Funnyman – A Short Story

Early in his comedy career, Billy Rodgers heard a joke that always stuck with him.

A man goes to see the doctor. “Doc,” he says, “You gotta help me. I’m so depressed I just can’t stand it. I can’t eat. I can’t sleep. Some days I just can’t stop crying. There’s not a single thing in the world that makes me happy. What should I do?”

“I can fix that, easy,” says the doctor. “The great clown Pagliacci is in town tonight. He’s the funniest man in the world. He can bring a smile to anyone’s face. Go and see his show, it’ll make you laugh so hard you forget all your problems.”

Instead of being relieved, the man bursts into tears. “But Doctor,” he says, “I am Pagliacci.”

Something about that punchline. It always brought Billy right back to that day at the hospital, to the first time he figured out how to be funny. He was just a kid then, trying to make his mom laugh. He didn’t remember now what he’d said or done- just that he wanted her to stop thinking about depression and alcoholism and mental illness, about that bullet lodged in her husband’s head.

And it worked. Eileen Rodgers laughed until she cried, and afterwards she hugged her son and said, “I don’t know what I’d do without you here to cheer me up.”

Of course she didn’t. Billy Rodgers was the only person who knew what it was like to live in a world where you didn’t have Billy Rodgers to make you laugh.

“But Doctor,” he says, “I am Pagliacci.”

He’d think of it at the strangest times. Sitting alone in a dingy hotel room, scribbling notes about his latest set onto a pad of paper. Standing in the corner of the green room, waiting to see which one of the young guys was brave enough to come ask for an autograph. Hanging up after telling Molly a bedtime story over the phone, while her mother and stepfather tucked her in a thousand miles away.

Every memory was part of the joke. Even the sad ones. Hell, especially the sad ones. Didn’t somebody say once that comedy and tragedy were the oldest brothers?

Billy shrugged, almost smiling to himself. That was probably the whiskey talking. Or the barbiturates. But maybe there was something there. It was a shame he didn’t have time to figure out how to work it into the act. Might get a laugh. Maybe he’d try anyway- it was worth the gamble, if it got a laugh. There was nothing quite like making people laugh.

The only thing better would’ve been being able to laugh with them. And that was the biggest joke of them all. The comedian who gives away all of his happiness, leaving none for himself.

Billy checked his watch. Five minutes until curtain.

He checked his pocket. Only four more of those little white pills left now.

The words to a stupid old rhyme popped into Billy’s head when he dropped one of the tablets into his glass of Jameson, watching it fizz down to the bottom.

One for the money. Had it ever really been about the money? Billy was proud to say it hadn’t. All the money in the world- it didn’t matter. “But Doctor,” he says, “I am Pagliacci.”

Next pill- two for the show. The place was packed tonight. A full house, all waiting to see Billy Rodgers’ farewell performance. Not that any of them knew that. They’d be laughing the whole time. Laughing, not worrying that anything was wrong. What could be wrong when you were watching the great clown?

“But Doctor,” he says, “I am Pagliacci.”

Next pill- three to get ready. Billy checked his watch again. Time already? The booze and the pills were making his head swim. Good thing he’d done this set a hundred times before. It was good, solid stuff, at least he didn’t have to worry about that. It would bring a smile to anyone’s face.

“But Doctor,” he says, “I am Pagliacci.”

Last pill- four to go.
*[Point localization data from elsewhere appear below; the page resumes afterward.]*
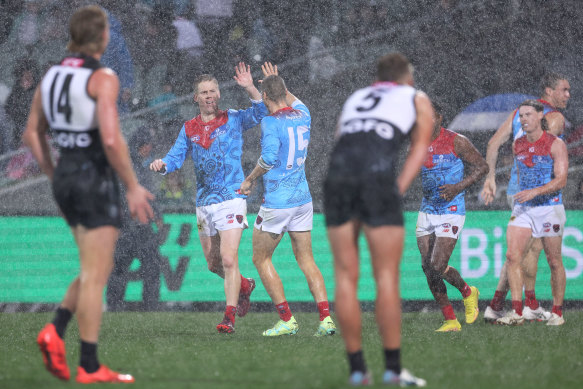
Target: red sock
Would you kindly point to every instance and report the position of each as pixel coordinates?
(448, 312)
(230, 313)
(324, 309)
(498, 301)
(517, 306)
(530, 300)
(284, 311)
(245, 285)
(466, 291)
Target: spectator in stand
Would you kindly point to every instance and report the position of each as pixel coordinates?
(26, 74)
(25, 28)
(159, 58)
(117, 57)
(190, 46)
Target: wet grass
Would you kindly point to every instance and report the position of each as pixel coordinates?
(183, 350)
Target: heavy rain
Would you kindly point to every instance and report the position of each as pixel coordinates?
(477, 59)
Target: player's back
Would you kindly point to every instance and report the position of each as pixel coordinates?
(68, 108)
(442, 167)
(373, 124)
(284, 143)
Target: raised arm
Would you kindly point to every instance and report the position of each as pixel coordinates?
(244, 79)
(560, 169)
(472, 160)
(420, 139)
(35, 135)
(501, 136)
(104, 87)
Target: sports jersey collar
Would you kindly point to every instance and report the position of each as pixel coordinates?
(218, 121)
(546, 103)
(285, 109)
(384, 83)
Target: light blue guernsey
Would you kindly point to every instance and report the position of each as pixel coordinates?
(285, 136)
(517, 133)
(216, 147)
(442, 166)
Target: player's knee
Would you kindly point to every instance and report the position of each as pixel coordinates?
(229, 262)
(555, 263)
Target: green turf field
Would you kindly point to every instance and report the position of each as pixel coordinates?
(183, 350)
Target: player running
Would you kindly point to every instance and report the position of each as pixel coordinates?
(442, 216)
(542, 163)
(555, 93)
(214, 140)
(287, 206)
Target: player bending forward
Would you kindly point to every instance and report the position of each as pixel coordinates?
(442, 216)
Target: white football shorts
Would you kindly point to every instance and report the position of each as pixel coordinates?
(222, 216)
(447, 226)
(287, 219)
(546, 220)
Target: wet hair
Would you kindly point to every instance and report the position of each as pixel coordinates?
(202, 78)
(538, 107)
(550, 80)
(437, 107)
(86, 30)
(393, 67)
(274, 88)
Billy stood up and finished the rest of his drink in one gulp, just as they turned down the house lights.

“Showtime,” he said aloud. And in that moment everything melted away. Because when Billy stepped out onto a stage and put on his mask, the mask of the great clown, the man behind it disappeared.

And this time he would stay gone. No more tears, no more pain. Never another word about depression, alcoholism, or mental illness. Just laughter.
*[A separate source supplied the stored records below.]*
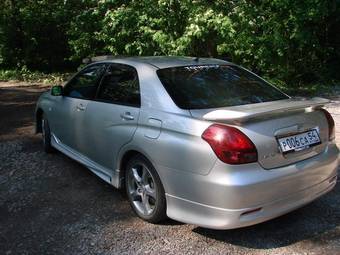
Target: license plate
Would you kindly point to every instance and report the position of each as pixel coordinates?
(300, 141)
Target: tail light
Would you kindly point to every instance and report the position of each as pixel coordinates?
(230, 144)
(331, 128)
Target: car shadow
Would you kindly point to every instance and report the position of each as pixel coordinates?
(308, 222)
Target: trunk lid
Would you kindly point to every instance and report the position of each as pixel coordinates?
(263, 123)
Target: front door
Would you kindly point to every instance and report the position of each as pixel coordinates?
(111, 119)
(67, 115)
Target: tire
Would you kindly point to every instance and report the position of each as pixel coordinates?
(145, 190)
(46, 135)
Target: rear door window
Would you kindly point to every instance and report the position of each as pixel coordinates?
(120, 86)
(214, 86)
(84, 84)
Billy Rodgers couldn’t see much of the audience under those bright lights, but he could hear them laughing. Sometimes muted, sometimes deafening, but always laughing. The sounds swam together. A giggle, a guffaw, a big bellylaugh, a snort- a cacophony of mirth.
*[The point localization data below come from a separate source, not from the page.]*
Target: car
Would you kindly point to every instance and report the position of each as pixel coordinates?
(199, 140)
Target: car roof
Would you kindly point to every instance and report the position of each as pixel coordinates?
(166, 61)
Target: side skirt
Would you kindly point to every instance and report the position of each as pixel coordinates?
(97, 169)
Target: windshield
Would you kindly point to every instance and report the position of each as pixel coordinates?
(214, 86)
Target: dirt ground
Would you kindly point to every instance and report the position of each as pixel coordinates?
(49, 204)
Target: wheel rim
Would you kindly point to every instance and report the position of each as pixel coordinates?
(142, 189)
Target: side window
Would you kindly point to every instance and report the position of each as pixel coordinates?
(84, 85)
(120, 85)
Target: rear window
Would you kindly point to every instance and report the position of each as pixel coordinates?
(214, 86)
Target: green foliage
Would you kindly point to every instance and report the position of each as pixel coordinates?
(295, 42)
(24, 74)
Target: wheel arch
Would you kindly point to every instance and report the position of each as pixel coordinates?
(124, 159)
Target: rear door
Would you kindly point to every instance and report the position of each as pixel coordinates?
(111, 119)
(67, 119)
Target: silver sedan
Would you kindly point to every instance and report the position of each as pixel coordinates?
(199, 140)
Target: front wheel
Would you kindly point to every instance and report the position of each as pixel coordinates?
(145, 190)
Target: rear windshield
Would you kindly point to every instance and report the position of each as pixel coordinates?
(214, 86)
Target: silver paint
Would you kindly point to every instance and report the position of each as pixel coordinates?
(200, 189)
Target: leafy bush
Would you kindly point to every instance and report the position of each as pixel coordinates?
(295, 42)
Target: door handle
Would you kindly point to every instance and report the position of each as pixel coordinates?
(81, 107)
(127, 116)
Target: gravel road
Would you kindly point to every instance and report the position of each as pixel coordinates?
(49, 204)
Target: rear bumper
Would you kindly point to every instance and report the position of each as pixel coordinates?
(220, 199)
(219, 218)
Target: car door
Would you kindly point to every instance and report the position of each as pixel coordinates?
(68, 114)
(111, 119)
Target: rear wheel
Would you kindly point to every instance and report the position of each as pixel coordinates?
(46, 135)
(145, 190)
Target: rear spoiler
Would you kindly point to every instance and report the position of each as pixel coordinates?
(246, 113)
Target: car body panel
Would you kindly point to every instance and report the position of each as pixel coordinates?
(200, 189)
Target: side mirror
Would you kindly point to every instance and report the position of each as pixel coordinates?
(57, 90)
It was his mother laughing at him in the hospital waiting room, it was the audience who had laughed at his first show on amatuer night, it was Molly laughing at the silly voices he used to do during playtime. It was the culmination of all those times that Billy had wanted to laugh himself and couldn’t manage anything besides a hiccupping sob.

When Billy Rodgers collapsed, it was in the middle of a joke that he’d never told onstage before. He threw it in, knowing somewhere in the back of his foggy, slipping mind that he’d never have the chance to make it to the punchline.

It was a shame. Billy had always thought that there was just something about that punchline.

“But Doctor,” he says, “I am Pagliacci.”

It’s his last thought as he collapses upon the stage, laughter still ringing in his ears.